Am Fam Physician. 2004 Oct 1;70(7):1392.
Influenza is linked to as many as 37,000 deaths annually in the United States, especially among the elderly. It is also associated with elevated rates of hospitalization in children. Recently, there have been recommendations to increase the use of influenza vaccinations among children younger than two years. Ruben reviewed the data on the safety and efficacy of inactivated (“killed-virus”) influenza vaccines in children.
The author reviewed 22 studies of influenza vaccine use in children, published since 1970, for a pooled population of more than 4,600 children. Studies from the 1970s showed increased systemic reaction rates with the use of whole-virus vaccines compared with the split-virus versions. Protective antibody titers (greater than a fourfold increase) were achieved more readily with vaccines against influenza A strains than against influenza B strains. Subsequent studies from the 1980s to the present also indicated that systemic reactions were more common with whole-virus vaccines, although this was not a universal finding. Studies that used two doses of vaccine demonstrated the highest rates of protective antibody titer formation in healthy children.
Efficacy studies of inf luenza vaccine in healthy children and those with increased risks for complications (such as those with asthma) showed that vaccination against influenza A strains conferred protection 31 to 91 percent of the time, with most studies noting protection rates above 65 percent. Efficacy against inf luenza B was somewhat less, varying from 44 to 45 percent.
Two separate studies showed reductions in rates of acute otitis media after influenza vaccination, but one large study found no significant reduction. Population-based data also were reviewed from Japan, where there was a national policy to vaccinate all school-age children for inf luenza in the 1970s (the policy was reversed in 1994). During this 20-year period of widespread immunization, annual mortality related to pneumonia and influenza decreased by 10,000 to 12,000 deaths, and annual all-cause mortality declined by 37,000 to 49,000 deaths. Rates rebounded when vaccination was suspended.
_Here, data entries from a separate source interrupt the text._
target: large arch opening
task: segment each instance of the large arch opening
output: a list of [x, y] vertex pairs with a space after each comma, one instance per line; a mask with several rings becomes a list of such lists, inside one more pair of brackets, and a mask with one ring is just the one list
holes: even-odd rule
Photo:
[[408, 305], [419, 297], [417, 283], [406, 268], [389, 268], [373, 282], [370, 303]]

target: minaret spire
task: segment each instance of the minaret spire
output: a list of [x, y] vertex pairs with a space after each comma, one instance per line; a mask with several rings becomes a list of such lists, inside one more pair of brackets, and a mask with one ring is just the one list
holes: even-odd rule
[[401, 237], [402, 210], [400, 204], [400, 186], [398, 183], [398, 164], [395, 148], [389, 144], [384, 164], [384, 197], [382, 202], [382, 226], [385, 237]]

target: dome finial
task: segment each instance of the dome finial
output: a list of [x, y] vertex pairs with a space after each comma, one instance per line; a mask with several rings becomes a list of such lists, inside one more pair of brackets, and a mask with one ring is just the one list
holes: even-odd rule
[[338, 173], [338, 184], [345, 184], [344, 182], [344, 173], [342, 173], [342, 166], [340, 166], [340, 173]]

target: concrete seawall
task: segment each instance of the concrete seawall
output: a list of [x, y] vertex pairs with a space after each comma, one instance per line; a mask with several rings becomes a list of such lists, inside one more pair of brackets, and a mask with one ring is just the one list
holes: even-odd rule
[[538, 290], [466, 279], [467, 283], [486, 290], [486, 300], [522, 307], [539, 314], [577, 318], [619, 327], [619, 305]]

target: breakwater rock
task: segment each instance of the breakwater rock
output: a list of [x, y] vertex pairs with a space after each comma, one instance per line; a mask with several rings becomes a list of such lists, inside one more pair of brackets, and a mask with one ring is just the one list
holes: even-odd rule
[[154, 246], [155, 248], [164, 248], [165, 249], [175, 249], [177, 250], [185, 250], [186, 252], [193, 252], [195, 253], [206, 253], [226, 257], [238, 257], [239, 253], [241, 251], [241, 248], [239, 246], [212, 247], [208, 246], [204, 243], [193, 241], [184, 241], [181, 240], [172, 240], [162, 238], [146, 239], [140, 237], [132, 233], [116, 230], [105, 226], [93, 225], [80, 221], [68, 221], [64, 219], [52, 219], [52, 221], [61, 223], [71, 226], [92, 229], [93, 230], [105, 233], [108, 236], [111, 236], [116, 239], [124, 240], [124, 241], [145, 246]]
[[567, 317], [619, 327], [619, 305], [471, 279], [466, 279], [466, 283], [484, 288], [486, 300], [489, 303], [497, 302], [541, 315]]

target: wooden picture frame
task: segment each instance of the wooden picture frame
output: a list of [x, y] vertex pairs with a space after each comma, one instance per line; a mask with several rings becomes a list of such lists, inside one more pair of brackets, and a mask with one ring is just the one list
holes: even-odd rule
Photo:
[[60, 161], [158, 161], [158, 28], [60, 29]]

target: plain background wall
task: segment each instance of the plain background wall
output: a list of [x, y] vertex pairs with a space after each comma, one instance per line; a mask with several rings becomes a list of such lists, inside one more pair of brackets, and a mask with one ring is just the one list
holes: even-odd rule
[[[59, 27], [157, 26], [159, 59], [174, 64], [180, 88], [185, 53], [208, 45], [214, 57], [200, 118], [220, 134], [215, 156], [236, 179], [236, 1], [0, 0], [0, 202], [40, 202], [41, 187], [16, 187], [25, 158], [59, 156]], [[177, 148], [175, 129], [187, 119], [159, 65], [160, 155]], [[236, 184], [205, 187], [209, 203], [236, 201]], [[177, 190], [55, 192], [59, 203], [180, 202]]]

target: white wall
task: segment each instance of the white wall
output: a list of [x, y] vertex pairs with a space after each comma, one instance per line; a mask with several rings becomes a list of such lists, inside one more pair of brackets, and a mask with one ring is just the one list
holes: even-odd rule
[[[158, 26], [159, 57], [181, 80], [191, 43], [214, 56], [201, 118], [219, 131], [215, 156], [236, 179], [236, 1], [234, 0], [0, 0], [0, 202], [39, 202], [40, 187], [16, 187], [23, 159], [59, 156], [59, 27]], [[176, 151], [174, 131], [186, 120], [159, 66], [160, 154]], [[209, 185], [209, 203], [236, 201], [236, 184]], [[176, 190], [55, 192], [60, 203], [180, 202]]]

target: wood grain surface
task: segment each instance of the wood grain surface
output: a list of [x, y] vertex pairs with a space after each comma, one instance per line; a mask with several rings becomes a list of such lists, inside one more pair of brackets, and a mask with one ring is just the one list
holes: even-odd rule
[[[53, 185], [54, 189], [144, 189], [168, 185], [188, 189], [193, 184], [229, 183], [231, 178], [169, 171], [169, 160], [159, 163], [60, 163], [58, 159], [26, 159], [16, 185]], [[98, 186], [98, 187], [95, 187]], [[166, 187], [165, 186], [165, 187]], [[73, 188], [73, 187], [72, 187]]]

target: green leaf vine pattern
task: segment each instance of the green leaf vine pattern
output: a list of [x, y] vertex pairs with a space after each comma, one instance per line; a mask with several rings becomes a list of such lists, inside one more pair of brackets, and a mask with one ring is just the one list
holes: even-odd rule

The author also reviewed several cost-effectiveness studies, each of which concluded that influenza vaccination would likely produce an overall cost savings. However, the American Academy of Pediatrics issued a report noting that providing two doses of vaccine during the brief time each fall when vaccination is indicated presents substantial logistic challenges.
The author concludes that extensive studies of influenza vaccine in children indicate that it is safe and effective. The review recommends the use of two vaccine doses to provide maximal protection.
Ruben FL. Inactivated influenza virus vaccines in children. Clin Infect Dis. March 1, 2004;38:678–88.
editor’s note: I must confess a certain reluctance to go along with the rising chorus of public and health authority calls for universal influenza vaccination in young children. Vaccine safety is well established, and some efficacy in reducing infection rates is clear. However, the logistic concerns of adding another one or two properly timed immunizations each year for children younger than two years are not trivial, and the overall benefit derived from this substantial investment does not seem as readily apparent as that linked with other widely used preventive health measures. I wonder if the present enthusiasm may wane over time for this recommendation. I think the policy reversal in Japan after some years of widespread use speaks volumes.—B.Z.